I remember back from hanging out at the Manhattan Chess Club as a kid – the old men stroking their beards, pondering moves for hours. So in Chess Life I turn to an article about the top 20 chess players in the world. The article mentions there are only two “oldtimers” on the list. Viswanathan Anand, age 38. And Boris Gelfand, age 37. Great. I guess I’m too old for that also.


So I did the only smart thing – I called someone up who was double my age.


John Pappajohn is exactly 40 years older than me and is one of the most successful investors in the world. He has started, sold, brought public, over 50 different companies in the healthcare space. He’s averaged over 60% a year on his investing since the early 1970s. He’s given over one hundred million dollars to charity just in the past few years. He started his career as a venture capitalist at the healthy age of 41 in 1969.


“You’re calling for what reason? What!?” he asked and then laughed.


(John and Mary Pappajohn)



“Listen, it only gets better,” he said, “I have seven financings going on, a company I’m involved in that might go public soon, and we just did a reverse merger with another company. Things are better than ever.”


But, John, when you started your first venture deal at the age of 41, were you a little scared?

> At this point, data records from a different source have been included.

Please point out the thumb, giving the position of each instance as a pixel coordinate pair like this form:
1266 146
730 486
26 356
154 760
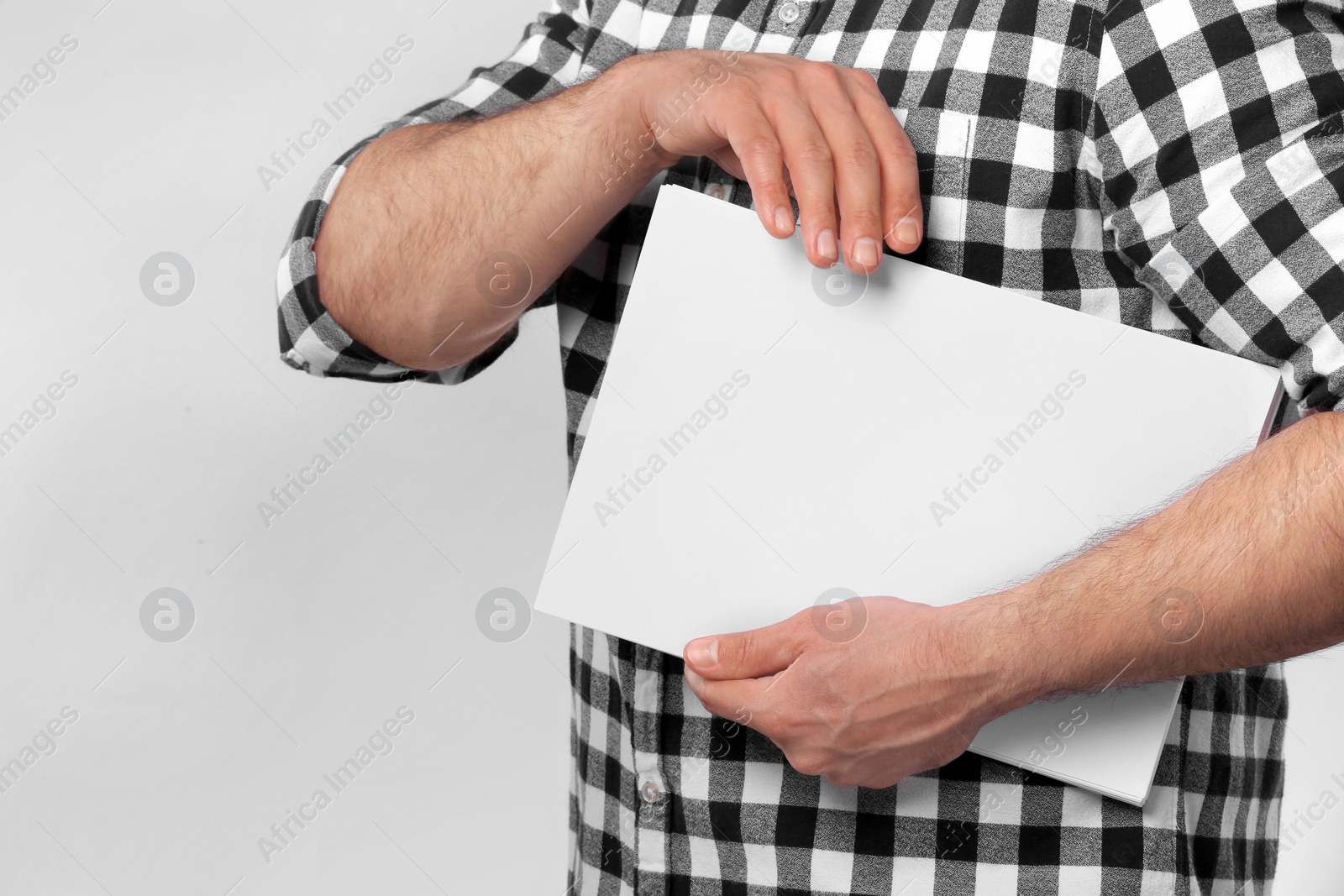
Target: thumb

“Oh sure, you’re always apprehensive. That’s normal. And heck, this was 1969, hardly anybody was in venture capital back then and I decided to go into it. I called up another investor, Warren Buffett, and he told me, ‘John, you’re making a big mistake’. He told me he was getting out of the business and going into operating a company. And you know what, James, he was right. Interest rates went to 16%, the economy went into a horrible recession, the venture business was dead. I was doing little M&A deals to make a living but that’s it.”


“I started my venture business with $100,000. That’s all. My wife and I drove around in old cars, we lived within our means, but I always kept a PMA – positive mental attitude. I always held onto that. And then I started a company, Kay Laboratories, which eventually merged into Baxter. I started Caremark which grew much bigger, I started Medical Imaging Laboratories. Altogether I’ve been involved in 50 companies that eventually got bought or went public, all in the medical space.


“And I’ll tell you why it gets better. Everyone always calls me now when they have a deal. I’ve been around so you get to know everybody. Keep your nose clean, build good relationships over the years, and people will keep showing you good deals.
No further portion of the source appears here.